Criamos um país onde a narrativa virou mais confortável que a realidade.
Onde defender um lado importa mais do que entender o que, de fato, está acontecendo.
Mas a economia não responde à ideologia. Ela responde à matemática.
E a matemática é implacável.
Conta não fecha por opinião.
Empresa não sobrevive por discurso.
Crescimento não se sustenta sem base.
O problema nunca foi só o cenário.
É a forma como ele é interpretado.
Enquanto uns negam, outros pagam a conta.
E ela sempre chega. Com juros.
Na Open Planning, a gente entra exatamente nesse ponto:
Não para discutir narrativa.
Mas para identificar onde o dinheiro está sendo perdido, organizar o comercial
e estruturar crescimento que se sustenta na prática.
Sem teoria.
Sem romantização.
Sem ideologia.
Se a sua empresa está crescendo… ou apenas sobrevivendo maquiada de crescimento — vale a conversa.
Lembre-se…
Crescimento sem base é ilusão.
Crédito não é prosperidade — é antecipação de problema. E ignorar a realidade não muda o resultado.
Só adia a cobrança.
O colapso não começa quando cai. Começa quando ninguém quer ver as rachaduras.
Não é sobre o que desmorona.
É sobre o que sustenta — ou finge sustentar.
Toda estrutura carrega sinais antes de cair. Pequenas fissuras. Ajustes improvisados. Pressões que ninguém resolve, só empurra.
Até que o peso deixa de ser suportável.
E então… não é surpresa.
É consequência.
O problema nunca foi a queda. Foi a normalização do desequilíbrio.

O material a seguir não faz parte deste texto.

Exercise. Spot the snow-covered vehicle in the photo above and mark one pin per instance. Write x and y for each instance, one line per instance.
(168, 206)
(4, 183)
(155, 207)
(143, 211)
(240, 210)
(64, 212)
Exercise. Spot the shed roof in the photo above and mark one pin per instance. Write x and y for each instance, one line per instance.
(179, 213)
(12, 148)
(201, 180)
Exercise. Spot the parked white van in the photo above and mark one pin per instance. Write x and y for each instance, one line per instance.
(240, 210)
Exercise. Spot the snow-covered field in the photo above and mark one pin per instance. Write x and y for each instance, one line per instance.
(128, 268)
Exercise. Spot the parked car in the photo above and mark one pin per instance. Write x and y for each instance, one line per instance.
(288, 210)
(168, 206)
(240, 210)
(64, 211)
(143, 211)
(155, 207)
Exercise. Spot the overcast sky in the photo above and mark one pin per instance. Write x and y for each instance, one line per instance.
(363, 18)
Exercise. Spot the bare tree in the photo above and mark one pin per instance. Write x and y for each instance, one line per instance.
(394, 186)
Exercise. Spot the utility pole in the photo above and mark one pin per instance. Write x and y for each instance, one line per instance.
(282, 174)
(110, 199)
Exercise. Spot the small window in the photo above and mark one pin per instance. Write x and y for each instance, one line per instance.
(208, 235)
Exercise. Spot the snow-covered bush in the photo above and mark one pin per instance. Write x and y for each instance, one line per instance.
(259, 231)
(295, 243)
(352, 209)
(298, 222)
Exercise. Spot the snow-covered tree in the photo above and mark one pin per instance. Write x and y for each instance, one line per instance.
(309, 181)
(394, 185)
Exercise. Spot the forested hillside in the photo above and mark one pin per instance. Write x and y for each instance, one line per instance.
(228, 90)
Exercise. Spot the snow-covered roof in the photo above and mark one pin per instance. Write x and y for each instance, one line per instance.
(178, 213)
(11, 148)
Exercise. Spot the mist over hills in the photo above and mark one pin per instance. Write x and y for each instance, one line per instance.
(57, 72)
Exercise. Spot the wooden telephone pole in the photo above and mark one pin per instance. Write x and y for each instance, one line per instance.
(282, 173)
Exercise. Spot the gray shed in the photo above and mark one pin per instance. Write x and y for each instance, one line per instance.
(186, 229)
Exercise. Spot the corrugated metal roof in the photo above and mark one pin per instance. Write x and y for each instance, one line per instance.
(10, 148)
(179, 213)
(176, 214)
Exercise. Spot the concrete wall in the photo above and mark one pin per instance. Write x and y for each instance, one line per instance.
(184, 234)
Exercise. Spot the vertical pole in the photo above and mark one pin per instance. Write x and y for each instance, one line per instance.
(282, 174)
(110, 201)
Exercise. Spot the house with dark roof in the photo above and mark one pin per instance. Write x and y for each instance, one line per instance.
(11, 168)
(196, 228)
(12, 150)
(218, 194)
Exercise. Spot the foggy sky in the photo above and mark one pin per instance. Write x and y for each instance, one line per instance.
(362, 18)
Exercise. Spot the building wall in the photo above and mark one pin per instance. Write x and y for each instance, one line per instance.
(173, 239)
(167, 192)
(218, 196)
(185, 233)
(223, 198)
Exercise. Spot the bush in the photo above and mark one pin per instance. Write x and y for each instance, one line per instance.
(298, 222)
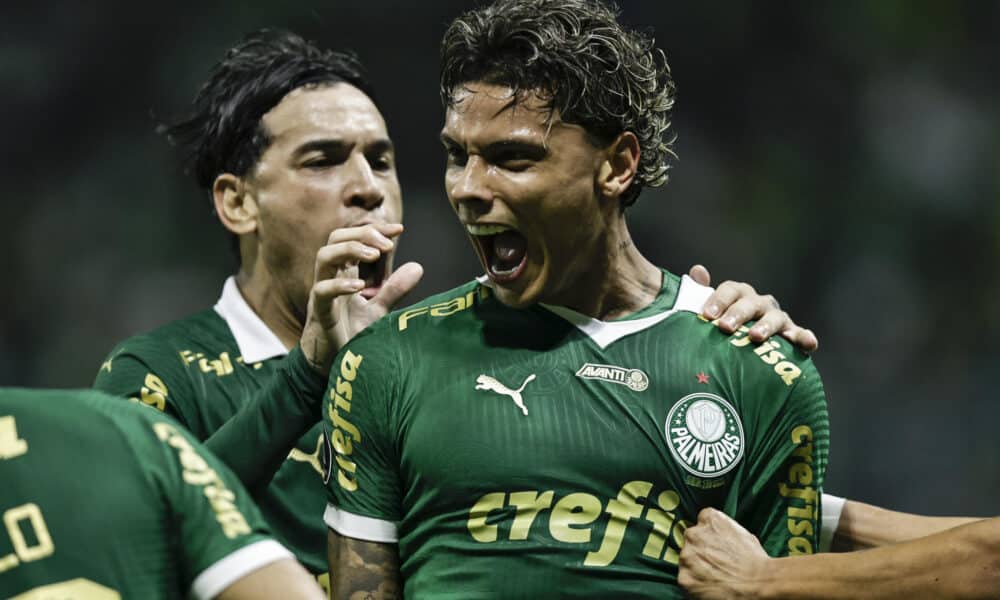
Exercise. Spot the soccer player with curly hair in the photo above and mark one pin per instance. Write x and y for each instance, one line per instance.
(551, 428)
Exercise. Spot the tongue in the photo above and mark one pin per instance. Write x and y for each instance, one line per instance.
(508, 250)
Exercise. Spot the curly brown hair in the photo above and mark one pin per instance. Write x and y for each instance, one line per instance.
(591, 69)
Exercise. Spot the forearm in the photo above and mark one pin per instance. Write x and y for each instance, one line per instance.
(865, 526)
(959, 563)
(256, 440)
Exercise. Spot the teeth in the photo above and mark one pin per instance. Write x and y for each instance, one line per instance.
(486, 229)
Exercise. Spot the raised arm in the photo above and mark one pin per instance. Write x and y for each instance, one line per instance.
(281, 579)
(721, 560)
(865, 526)
(734, 303)
(357, 566)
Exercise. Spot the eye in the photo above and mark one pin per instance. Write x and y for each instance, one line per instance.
(456, 156)
(320, 161)
(513, 161)
(381, 162)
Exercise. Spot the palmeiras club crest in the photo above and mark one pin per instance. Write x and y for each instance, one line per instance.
(705, 435)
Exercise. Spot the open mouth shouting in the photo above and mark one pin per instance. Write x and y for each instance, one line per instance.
(374, 274)
(503, 250)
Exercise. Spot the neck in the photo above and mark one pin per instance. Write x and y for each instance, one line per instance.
(618, 281)
(265, 297)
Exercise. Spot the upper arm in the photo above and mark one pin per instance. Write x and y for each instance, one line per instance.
(363, 468)
(142, 379)
(359, 566)
(864, 526)
(281, 579)
(780, 498)
(219, 533)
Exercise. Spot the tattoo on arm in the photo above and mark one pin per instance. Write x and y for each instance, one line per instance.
(361, 570)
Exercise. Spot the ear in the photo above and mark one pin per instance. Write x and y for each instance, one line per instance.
(621, 163)
(235, 204)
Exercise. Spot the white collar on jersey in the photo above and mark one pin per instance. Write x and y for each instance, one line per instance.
(690, 297)
(255, 339)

Quando o excesso vira rotina,
quando o limite vira padrão,
quando o risco vira discurso aceitável — o colapso já começou.
Mas existe um detalhe incômodo: nada disso acontece de forma invisível.
As rachaduras sempre estiveram lá. Só foram ignoradas.
Porque encarar a realidade exige mais do que sustentar uma narrativa confortável.
Exige decisão.
Exige ajuste.
Exige responsabilidade.
E isso custa.
Mas ignorar custa mais.
Muito mais.
Porque toda estrutura que se mantém pela aparência não está de pé.
Está em espera.
E a conta chega — não quando tudo quebra, mas quando já não há mais tempo para sustentar.
Você pode continuar reforçando a superfície. Ou começar a tratar a base.
Uma escolha adia o problema. A outra resolve.